UNESC - Centro Universitário do Espírito Santo — Prova 2025
Em relação às medidas no manejo dos pacientes com insuficiência cardíaca com fração de ejeção reduzida, julgue as alternativas abaixo:I. O controle do peso deve ser realizado com frequência. Aumento progressivo do peso pode ser preditivo de congestão e retenção hídrica;II. Pacientes devem receber vacinação anual contra gripe (Influenzae) e de três em três anos para Pneumococo;III. Os inibidores de SGLT-2 são medicações que impactam na mortalidade, devendo ser utilizados em associação às demais medicações;IV. Diuréticos podem ser utilizados para melhora de sintomas e da tolerância ao exercício;V. O uso do Sacubitril/ Valsartan está indicado nos pacientes que se mantém sintomáticos, apesar do uso otimizado de iECA, beta-bloqueador e aldosterona; Quais são as alternativas corretas?
Manejo ICFER = Controle peso, vacinação, iSGLT2, diuréticos para sintomas, Sacubitril/Valsartan para sintomáticos otimizados.
O manejo da Insuficiência Cardíaca com Fração de Ejeção Reduzida (ICFER) é multifacetado, incluindo monitoramento rigoroso do peso para detectar retenção hídrica, vacinação para prevenir infecções, e uma terapia medicamentosa otimizada que agora inclui inibidores de SGLT-2 e Sacubitril/Valsartan, além dos pilares iECA/BRA, betabloqueadores e antagonistas do receptor de mineralocorticoide.
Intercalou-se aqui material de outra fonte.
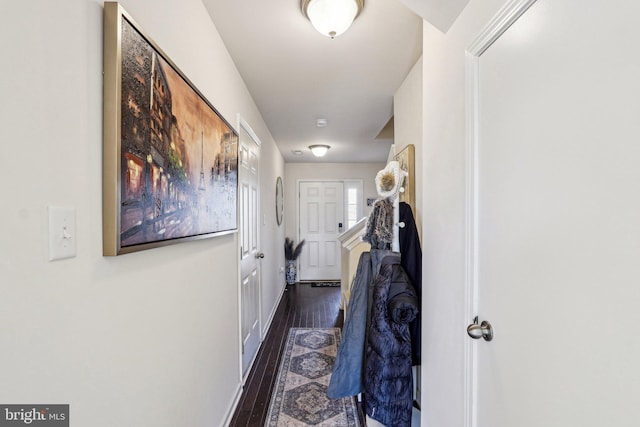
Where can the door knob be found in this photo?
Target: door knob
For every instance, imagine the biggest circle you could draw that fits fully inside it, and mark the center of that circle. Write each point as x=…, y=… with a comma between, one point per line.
x=483, y=330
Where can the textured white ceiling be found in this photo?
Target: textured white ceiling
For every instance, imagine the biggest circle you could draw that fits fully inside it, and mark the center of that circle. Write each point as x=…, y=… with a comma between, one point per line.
x=296, y=75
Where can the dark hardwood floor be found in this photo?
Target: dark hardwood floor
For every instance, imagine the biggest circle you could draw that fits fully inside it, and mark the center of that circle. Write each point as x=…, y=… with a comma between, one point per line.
x=301, y=306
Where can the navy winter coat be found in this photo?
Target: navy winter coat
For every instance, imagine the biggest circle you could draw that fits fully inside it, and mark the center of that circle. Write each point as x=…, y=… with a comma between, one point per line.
x=388, y=378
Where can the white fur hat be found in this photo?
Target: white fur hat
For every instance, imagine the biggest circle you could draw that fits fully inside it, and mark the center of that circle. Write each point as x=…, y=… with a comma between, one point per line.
x=393, y=179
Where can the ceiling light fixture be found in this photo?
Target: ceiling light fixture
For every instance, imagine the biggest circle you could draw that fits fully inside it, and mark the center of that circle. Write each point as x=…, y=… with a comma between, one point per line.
x=319, y=150
x=331, y=17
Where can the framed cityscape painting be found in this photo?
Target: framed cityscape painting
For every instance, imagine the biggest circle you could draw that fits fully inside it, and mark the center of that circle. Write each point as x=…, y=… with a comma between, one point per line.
x=170, y=160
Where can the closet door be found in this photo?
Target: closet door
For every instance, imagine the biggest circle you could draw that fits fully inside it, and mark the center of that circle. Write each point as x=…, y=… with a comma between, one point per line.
x=557, y=218
x=321, y=221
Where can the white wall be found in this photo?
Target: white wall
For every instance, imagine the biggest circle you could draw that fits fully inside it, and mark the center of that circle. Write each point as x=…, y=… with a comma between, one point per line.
x=149, y=338
x=324, y=171
x=443, y=189
x=407, y=129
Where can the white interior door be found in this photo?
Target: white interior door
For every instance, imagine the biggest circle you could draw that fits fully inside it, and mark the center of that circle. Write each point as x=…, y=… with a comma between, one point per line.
x=321, y=221
x=249, y=162
x=556, y=216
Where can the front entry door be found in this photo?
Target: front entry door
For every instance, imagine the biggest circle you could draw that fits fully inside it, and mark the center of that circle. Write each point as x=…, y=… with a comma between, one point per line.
x=321, y=221
x=556, y=216
x=249, y=162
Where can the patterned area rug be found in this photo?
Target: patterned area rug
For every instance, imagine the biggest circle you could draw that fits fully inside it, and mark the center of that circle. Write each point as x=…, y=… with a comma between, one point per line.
x=300, y=396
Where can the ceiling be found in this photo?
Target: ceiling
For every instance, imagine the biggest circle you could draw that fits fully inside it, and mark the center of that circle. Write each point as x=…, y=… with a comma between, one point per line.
x=296, y=76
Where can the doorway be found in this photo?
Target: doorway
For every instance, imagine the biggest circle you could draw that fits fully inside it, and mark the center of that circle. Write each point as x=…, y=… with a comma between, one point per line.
x=327, y=208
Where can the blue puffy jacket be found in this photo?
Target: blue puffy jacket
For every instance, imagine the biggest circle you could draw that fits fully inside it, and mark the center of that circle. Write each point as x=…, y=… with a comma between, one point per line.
x=388, y=380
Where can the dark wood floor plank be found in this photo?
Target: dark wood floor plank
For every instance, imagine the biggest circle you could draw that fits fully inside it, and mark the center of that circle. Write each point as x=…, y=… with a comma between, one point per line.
x=301, y=306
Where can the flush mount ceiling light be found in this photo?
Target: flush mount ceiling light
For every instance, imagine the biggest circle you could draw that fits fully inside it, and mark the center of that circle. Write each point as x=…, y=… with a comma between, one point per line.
x=319, y=150
x=331, y=17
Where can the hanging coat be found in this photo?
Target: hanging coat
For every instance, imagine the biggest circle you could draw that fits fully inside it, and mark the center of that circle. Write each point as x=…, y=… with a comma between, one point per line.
x=412, y=263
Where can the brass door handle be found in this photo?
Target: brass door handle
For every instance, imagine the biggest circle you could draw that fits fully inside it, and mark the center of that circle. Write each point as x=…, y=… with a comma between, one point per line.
x=483, y=330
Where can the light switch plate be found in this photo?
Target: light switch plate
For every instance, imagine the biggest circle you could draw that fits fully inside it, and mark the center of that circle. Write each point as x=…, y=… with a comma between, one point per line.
x=62, y=233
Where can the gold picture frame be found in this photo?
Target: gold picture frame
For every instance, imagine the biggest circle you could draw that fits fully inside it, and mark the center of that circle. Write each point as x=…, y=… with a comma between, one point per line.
x=406, y=160
x=170, y=160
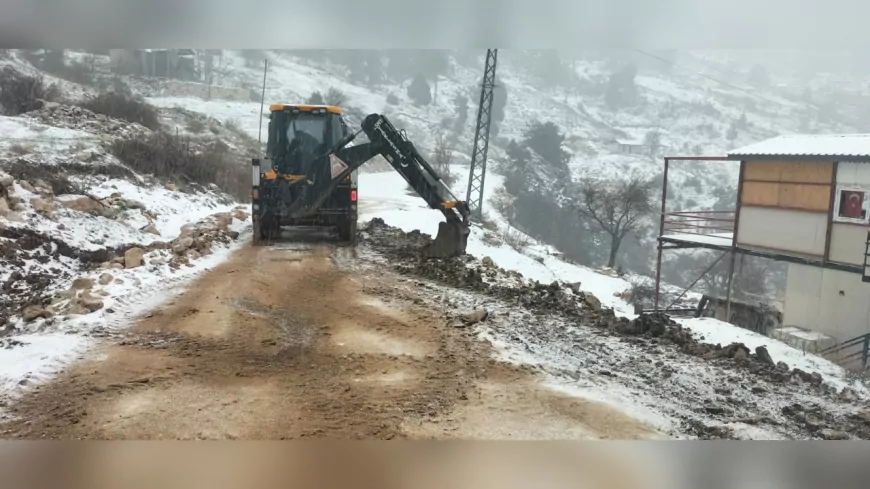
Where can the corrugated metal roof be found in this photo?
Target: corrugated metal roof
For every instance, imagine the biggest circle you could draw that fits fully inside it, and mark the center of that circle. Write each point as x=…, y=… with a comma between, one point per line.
x=842, y=146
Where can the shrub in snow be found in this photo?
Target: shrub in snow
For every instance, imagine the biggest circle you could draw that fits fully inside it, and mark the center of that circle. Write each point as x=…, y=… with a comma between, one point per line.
x=335, y=97
x=316, y=98
x=166, y=156
x=121, y=106
x=20, y=93
x=419, y=91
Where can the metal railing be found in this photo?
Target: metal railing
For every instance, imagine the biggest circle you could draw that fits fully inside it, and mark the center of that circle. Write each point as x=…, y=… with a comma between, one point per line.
x=857, y=347
x=699, y=222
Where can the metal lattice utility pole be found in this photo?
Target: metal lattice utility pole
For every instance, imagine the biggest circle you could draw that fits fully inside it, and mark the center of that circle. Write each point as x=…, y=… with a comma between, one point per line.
x=477, y=169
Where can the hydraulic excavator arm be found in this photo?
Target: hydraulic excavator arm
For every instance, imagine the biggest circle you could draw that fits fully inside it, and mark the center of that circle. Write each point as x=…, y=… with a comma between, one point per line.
x=389, y=142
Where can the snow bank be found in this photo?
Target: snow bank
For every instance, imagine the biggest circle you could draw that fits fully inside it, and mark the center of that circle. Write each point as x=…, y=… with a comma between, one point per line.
x=713, y=331
x=33, y=358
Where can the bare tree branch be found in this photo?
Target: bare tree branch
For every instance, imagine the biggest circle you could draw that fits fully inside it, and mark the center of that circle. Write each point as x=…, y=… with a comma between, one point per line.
x=617, y=206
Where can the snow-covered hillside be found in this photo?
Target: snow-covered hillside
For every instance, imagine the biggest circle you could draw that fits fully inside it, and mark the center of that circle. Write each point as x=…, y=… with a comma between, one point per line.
x=106, y=240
A Insuficiência Cardíaca com Fração de Ejeção Reduzida (ICFER) é uma síndrome clínica complexa que exige um manejo abrangente para melhorar a qualidade de vida, reduzir hospitalizações e prolongar a sobrevida. O controle do peso é uma medida não farmacológica fundamental, pois flutuações podem indicar retenção hídrica e descompensação. A vacinação anual contra Influenza e a vacinação contra Pneumococo (conforme esquema recomendado) são essenciais para prevenir infecções que podem descompensar a IC. A terapia medicamentosa da ICFER evoluiu significativamente. Os inibidores de SGLT-2 (dapagliflozina, empagliflozina) são uma classe de medicamentos que demonstraram impacto positivo na mortalidade e hospitalizações por IC, sendo recomendados em associação às demais medicações, independentemente da presença de diabetes. Os diuréticos são pilares para o controle sintomático da congestão e melhora da tolerância ao exercício, mas não alteram a mortalidade. O Sacubitril/Valsartan, um inibidor da neprilisina e bloqueador do receptor de angiotensina, é uma medicação de alto impacto na mortalidade e morbidade. Sua indicação é para pacientes que permanecem sintomáticos (NYHA classe II-IV) apesar do uso otimizado de iECA (ou BRA), betabloqueador e antagonista do receptor de mineralocorticoide, ou como primeira linha em substituição ao iECA em pacientes tolerantes. A combinação dessas terapias forma a "terapia quádrupla" que é o padrão ouro atual para o tratamento da ICFER.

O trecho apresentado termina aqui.